Alex has provided instruction to trappers all across the north including the Yukon, Alaska, B.C. and N.W.T. He has taught in classrooms, community centres, band halls, garages, trappers cabins and out on the land. He has put many miles on his truck driving to the communities and has on more than one occasion reached remote trappers by either snowmachine or bush plane. Always willing to share his knowledge and an occasional story or two, Alex was a welcome guest in many homes in every Yukon community. People signing up for a workshop today still ask if Alex will be the instructor.
A believer of the adage “you are never too old to learn”, Alex loved to share ideas he got from the trappers he instructed both young and old. He attended courses in Alberta, B.C. and Yukon. Alex practices what he preaches every time he is able to escape from his busy schedule to his trapline and his “Mansion in the Sky”.
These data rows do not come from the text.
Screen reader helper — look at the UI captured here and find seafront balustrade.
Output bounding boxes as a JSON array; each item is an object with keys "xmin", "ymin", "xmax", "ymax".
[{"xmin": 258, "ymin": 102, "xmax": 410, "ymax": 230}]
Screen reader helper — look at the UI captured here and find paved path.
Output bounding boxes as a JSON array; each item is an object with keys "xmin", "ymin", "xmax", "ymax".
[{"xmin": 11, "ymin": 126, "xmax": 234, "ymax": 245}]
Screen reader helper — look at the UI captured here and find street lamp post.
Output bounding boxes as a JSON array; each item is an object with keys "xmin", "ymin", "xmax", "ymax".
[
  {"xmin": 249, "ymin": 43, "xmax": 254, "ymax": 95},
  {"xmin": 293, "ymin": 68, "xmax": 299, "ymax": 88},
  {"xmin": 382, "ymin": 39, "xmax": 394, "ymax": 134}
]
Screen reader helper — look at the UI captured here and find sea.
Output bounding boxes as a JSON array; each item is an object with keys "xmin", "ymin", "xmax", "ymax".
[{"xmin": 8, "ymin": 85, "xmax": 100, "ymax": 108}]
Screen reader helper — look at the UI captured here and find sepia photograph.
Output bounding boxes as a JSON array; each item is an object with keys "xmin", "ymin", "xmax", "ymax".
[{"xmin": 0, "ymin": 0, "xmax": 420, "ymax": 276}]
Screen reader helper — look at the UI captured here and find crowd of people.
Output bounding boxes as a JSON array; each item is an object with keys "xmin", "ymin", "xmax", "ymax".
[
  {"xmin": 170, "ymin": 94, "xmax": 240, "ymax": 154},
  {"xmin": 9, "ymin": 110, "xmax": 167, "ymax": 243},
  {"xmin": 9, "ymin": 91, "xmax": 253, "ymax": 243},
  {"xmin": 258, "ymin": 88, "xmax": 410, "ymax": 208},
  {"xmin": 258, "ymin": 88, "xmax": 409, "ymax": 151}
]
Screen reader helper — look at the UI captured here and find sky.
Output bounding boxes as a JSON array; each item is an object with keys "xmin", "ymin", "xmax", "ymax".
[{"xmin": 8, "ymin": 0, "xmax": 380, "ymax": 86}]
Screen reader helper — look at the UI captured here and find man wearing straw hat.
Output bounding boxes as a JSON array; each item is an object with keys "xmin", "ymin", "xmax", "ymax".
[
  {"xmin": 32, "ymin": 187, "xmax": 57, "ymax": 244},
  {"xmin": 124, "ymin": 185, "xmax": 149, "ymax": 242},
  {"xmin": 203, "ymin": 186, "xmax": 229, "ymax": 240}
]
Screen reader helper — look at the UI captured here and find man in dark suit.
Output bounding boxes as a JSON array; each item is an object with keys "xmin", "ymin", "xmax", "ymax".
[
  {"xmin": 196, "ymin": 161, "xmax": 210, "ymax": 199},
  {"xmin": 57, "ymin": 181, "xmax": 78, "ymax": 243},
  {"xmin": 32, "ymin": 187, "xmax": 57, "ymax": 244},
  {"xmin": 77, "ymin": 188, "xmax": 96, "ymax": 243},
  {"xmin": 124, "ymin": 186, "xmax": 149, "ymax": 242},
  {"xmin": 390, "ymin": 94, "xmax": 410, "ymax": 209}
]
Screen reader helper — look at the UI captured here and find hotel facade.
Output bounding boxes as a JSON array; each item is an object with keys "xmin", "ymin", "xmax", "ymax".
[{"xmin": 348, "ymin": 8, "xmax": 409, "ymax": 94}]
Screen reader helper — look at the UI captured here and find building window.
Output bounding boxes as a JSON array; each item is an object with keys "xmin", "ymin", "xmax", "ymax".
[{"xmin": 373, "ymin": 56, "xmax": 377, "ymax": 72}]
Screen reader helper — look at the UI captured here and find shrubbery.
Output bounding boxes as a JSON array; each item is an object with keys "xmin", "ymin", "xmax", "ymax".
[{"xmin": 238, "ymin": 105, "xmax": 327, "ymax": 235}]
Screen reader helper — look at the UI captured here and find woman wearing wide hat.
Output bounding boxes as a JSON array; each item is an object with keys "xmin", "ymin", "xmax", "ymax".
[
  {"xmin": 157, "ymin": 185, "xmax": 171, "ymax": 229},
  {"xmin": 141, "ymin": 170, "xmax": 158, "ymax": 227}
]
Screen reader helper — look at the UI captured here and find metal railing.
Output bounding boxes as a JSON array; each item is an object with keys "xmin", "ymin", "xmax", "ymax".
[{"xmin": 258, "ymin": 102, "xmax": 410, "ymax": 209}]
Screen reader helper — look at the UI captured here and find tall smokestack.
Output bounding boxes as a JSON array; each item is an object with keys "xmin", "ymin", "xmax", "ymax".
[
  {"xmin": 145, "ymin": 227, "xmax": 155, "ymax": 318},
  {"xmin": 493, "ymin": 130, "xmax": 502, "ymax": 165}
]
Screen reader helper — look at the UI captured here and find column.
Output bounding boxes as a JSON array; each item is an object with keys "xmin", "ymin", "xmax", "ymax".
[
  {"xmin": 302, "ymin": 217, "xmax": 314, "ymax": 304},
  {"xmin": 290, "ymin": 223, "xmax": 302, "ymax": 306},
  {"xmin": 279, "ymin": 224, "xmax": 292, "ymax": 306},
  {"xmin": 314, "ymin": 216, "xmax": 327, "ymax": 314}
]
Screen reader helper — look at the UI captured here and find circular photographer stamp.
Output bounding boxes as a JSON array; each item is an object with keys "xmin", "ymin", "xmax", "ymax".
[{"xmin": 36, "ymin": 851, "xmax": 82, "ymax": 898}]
Alex’s knowledge and skills are recognized not only at home but all across this country. He has participated in national discussions on setting minimum standards for trapper education. He has promoted trapping and the fur trade at every opportunity including expositions in Canada and Europe.
He has received many awards in recognition of his commitment including the Order of Canada (1992), the Ted Geddes (YTA 1984), Leo Heisz (YTA 1989 and 1994), Lloyd Cook (FIC 1993), Sportsman of the Year (YFGA 1995 and CWF 1996), and Jim Bourque (FIC 1998) awards.